CHICAGO — A three-judge appellate panel has overturned Flava Works preliminary injunction against MyVidster.com, ruling that the social video bookmarking site did not infringe on copyrights when it embedded copyright-infringing versions of Flava Works content from third-party websites.
The ruling overturns a 2011 preliminary injunction, which blocked MyVidster from linking to Flava Works videos, which primarily focus on gay black and Latino talent
MyVidster allows visitors to bookmark videos of their choice. Users can watch their embedded videos on MyVidster's page through a frame of advertisements on the site.
A federal judge earlier found that MyVidster contributed to infringing activity by encouraging users to share illegal video downloads, but the 7th U.S. Circuit Court of Appeals on Thursday disagreed.
" MyVidster is not an infringer, at least in the form of copying or distributing copies of a copyrighted work. The infringers are the uploaders of the copyrighted work," 7th Circuit Judge Richard Posner wrote for the panel, which ruled 3-0 in favor of MyVidster.

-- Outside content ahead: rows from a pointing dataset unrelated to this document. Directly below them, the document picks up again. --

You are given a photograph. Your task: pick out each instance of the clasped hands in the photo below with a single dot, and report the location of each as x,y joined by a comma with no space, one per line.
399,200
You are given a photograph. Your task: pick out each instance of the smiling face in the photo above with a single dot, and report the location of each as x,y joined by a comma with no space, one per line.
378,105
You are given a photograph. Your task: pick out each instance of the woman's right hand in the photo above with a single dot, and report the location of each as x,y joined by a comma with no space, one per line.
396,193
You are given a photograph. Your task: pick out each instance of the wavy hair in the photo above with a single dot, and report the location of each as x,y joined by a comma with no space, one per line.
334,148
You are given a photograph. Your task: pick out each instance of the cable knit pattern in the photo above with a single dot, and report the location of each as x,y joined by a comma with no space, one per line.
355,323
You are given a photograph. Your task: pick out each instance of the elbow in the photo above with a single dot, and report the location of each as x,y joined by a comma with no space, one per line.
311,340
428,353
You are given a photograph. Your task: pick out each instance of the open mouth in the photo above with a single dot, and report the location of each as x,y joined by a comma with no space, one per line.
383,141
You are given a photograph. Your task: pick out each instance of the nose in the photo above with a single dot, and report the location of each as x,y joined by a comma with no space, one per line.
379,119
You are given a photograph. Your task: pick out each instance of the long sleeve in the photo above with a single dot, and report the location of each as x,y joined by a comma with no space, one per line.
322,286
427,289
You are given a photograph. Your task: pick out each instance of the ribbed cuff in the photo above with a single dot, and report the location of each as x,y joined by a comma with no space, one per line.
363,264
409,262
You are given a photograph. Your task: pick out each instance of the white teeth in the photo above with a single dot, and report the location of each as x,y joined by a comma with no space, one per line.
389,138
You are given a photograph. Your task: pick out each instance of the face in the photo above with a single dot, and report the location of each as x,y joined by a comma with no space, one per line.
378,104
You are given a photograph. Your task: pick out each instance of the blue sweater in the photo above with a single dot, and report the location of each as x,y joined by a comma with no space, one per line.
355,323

"MyVidster is not just adding a frame around the video screen that the visitor is watching. Like a telephone exchange connecting two telephones, it is providing a connection between the server that hosts the video and the computer of MyVidster’s visitor.
"But as long as the visitor makes no copy of the copyrighted video that he is watching, he is not violating the copyright owner’s exclusive right, conferred by the Copyright Act, 'to reproduce the copyrighted work in copies' and 'distribute copies ... of the copyrighted work to the public.'”
Flava Works may be able to obtain another injunction if it can show that MyVidster's service really does significantly contribute to the infringement of Flava's copyrights, Posner wrote, but so far it failed to meet that burden.